Giornata nera per Kering alla Borsa di Parigi: il titolo perde il 10% dopo i dati trimestrali. Mentre Gucci soffre in Europa e Asia, pesando sui conti del gruppo, settori come l'eyewear e la gioielleria (Boucheron e Pomellato) toccano vette mai viste
Il titolo di Kering ha perso il 10% alla borsa di Parigi martedì 15 aprile, scivolando a quota 252 euro dopo la pubblicazione dei dati sui ricavi del primo trimestre. Anche se i risultati complessivi del gruppo francese sono sostanzialmente in linea con le aspettative del mercato, gli investitori restano preoccupati per le difficoltà di Gucci. Diverse banche d'affari, tra cui Equita Sim, Ubs e Deutsche bank, hanno reagito tagliando il prezzo obiettivo sulle azioni della società.
Le difficoltà di Gucci
Il marchio principale del gruppo ha chiuso i primi tre mesi dell'anno con ricavi pari a 1,347 miliardi di euro. Si tratta di una flessione del 14% rispetto allo scorso anno, che scende all'8% su base comparabile (ossia eliminando variabili esterne come i cambi di valuta). Il settore del retail diretto ha registrato un calo del 9%: la crescita dell'8% ottenuta nel mercato nordamericano non è stata sufficiente a compensare la debolezza dei consumi nell'area Asia-Pacifico e in Europa occidentale.
Il piano di rilancio del gruppo
Secondo il ceo Luca De Meo, i dati indicano che le vendite “si sono stabilizzate”, segnando una prima tappa nel “percorso di rilancio della società”. De Meo ha spiegato che le azioni intraprese iniziano a mostrare effetti tangibili nonostante un contesto macroeconomico complesso. La priorità resta la trasformazione profonda di Gucci, che coinvolgerà i prodotti, la distribuzione e l'esperienza dei clienti, con l'arrivo delle nuove collezioni.
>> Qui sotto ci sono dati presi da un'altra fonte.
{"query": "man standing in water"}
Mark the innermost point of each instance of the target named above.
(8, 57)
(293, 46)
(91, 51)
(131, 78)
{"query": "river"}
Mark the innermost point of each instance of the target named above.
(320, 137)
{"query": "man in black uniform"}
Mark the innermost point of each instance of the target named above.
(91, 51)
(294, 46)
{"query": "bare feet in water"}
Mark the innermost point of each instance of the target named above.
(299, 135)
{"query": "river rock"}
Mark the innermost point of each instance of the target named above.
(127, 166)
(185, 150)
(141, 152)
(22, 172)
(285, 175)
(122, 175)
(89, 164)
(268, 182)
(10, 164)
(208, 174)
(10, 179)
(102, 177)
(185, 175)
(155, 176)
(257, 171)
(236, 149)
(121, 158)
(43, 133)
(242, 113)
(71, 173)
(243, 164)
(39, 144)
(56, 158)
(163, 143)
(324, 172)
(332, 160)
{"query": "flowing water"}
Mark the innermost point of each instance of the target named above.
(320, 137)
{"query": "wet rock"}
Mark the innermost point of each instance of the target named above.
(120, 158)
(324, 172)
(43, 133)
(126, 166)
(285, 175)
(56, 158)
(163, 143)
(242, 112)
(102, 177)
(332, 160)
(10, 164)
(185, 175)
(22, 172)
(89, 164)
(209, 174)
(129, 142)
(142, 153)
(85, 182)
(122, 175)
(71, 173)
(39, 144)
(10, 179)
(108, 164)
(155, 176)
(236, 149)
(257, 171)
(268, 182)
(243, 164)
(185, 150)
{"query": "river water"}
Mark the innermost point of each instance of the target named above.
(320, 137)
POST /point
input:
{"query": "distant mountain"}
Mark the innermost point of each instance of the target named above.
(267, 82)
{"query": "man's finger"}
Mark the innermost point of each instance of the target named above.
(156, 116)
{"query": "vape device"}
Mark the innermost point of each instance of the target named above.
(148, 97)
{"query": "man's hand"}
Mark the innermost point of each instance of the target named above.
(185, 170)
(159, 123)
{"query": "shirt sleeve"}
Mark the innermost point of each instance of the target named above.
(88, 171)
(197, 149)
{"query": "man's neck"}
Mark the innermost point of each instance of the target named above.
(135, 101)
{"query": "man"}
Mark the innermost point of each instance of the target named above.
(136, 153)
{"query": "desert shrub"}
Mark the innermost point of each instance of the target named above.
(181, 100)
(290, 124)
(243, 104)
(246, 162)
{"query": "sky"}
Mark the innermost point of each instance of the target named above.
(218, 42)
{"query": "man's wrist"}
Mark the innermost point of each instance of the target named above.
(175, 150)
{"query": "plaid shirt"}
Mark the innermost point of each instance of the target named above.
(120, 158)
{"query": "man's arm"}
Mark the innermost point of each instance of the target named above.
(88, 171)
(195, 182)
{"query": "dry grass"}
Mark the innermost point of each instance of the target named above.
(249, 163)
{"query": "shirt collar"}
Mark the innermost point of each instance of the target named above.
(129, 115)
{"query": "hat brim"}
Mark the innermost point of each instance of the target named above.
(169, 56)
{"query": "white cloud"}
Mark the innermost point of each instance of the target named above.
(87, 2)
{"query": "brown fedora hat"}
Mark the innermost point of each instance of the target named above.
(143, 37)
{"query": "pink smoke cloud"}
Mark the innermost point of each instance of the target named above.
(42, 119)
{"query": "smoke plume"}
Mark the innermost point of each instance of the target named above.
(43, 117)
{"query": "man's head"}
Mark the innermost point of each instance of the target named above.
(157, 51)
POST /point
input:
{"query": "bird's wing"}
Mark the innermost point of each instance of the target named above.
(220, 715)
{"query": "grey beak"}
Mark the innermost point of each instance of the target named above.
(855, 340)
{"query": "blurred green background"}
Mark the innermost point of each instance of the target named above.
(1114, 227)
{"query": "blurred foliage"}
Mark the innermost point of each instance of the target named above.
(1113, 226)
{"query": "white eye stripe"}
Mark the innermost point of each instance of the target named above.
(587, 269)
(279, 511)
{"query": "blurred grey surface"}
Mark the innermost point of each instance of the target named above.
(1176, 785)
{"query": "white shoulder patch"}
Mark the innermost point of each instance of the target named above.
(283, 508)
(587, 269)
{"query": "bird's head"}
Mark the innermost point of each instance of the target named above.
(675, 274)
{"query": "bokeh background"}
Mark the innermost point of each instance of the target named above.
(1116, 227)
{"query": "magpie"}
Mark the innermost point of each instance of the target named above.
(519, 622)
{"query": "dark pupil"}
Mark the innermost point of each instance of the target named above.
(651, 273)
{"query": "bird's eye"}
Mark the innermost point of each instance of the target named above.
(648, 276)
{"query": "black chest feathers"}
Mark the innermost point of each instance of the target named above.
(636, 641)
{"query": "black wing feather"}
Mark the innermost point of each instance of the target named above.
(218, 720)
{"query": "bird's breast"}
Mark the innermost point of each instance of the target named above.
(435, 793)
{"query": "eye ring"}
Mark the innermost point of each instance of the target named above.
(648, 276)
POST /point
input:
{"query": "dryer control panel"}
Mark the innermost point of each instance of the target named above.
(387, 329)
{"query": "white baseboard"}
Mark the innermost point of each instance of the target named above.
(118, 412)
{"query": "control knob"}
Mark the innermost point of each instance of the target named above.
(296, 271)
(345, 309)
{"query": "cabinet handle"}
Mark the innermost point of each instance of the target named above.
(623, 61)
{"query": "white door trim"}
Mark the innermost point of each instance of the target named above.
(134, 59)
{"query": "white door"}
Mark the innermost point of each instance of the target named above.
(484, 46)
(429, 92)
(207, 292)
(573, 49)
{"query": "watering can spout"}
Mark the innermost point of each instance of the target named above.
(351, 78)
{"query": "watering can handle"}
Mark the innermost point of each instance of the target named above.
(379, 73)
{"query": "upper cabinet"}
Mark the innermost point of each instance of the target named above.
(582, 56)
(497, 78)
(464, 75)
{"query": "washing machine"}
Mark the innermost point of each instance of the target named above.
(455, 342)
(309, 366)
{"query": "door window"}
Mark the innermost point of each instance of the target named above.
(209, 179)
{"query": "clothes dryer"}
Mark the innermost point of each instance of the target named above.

L'andamento degli altri marchi
Il comparto della moda e della pelletteria ha generato ricavi per 2,852 miliardi di euro. Nonostante un calo rispetto all'anno precedente, il settore mostra segnali di miglioramento. Saint Laurent ha ottenuto buoni risultati nell'abbigliamento e nelle calzature, mentre Bottega Veneta ha confermato la sua forza in Asia. Anche Balenciaga e Brioni hanno registrato una crescita, trainati dal mercato nordamericano. Prosegue invece la riorganizzazione di Alexander McQueen.
I record della gioielleria e dell'eyewear
I segnali più solidi per Kering arrivano dai settori che pesano meno sul fatturato totale. La gioielleria ha raggiunto il suo record storico con 269 milioni di euro di ricavi, in crescita del 22% grazie a marchi come Boucheron e Pomellato. Anche il settore eyewear ha segnato il miglior trimestre di sempre, arrivando a 489 milioni di euro. Resta invece fragile la situazione in Medio Oriente, dove le tensioni geopolitiche hanno causato un calo delle vendite dell'11%.
Le reazioni degli osservatori
La stampa internazionale e i principali analisti finanziari hanno accolto con scetticismo i tempi del recupero. Secondo agenzie come Reuters, il calo dell'8% di Gucci ha deluso le aspettative di chi sperava in una ripresa più rapida. Gli osservatori di Bernstein e Morgan Stanley sottolineano che, nonostante i segnali positivi in Nord America, il marchio sconta ancora una scarsa rilevanza culturale in mercati chiave come la Cina.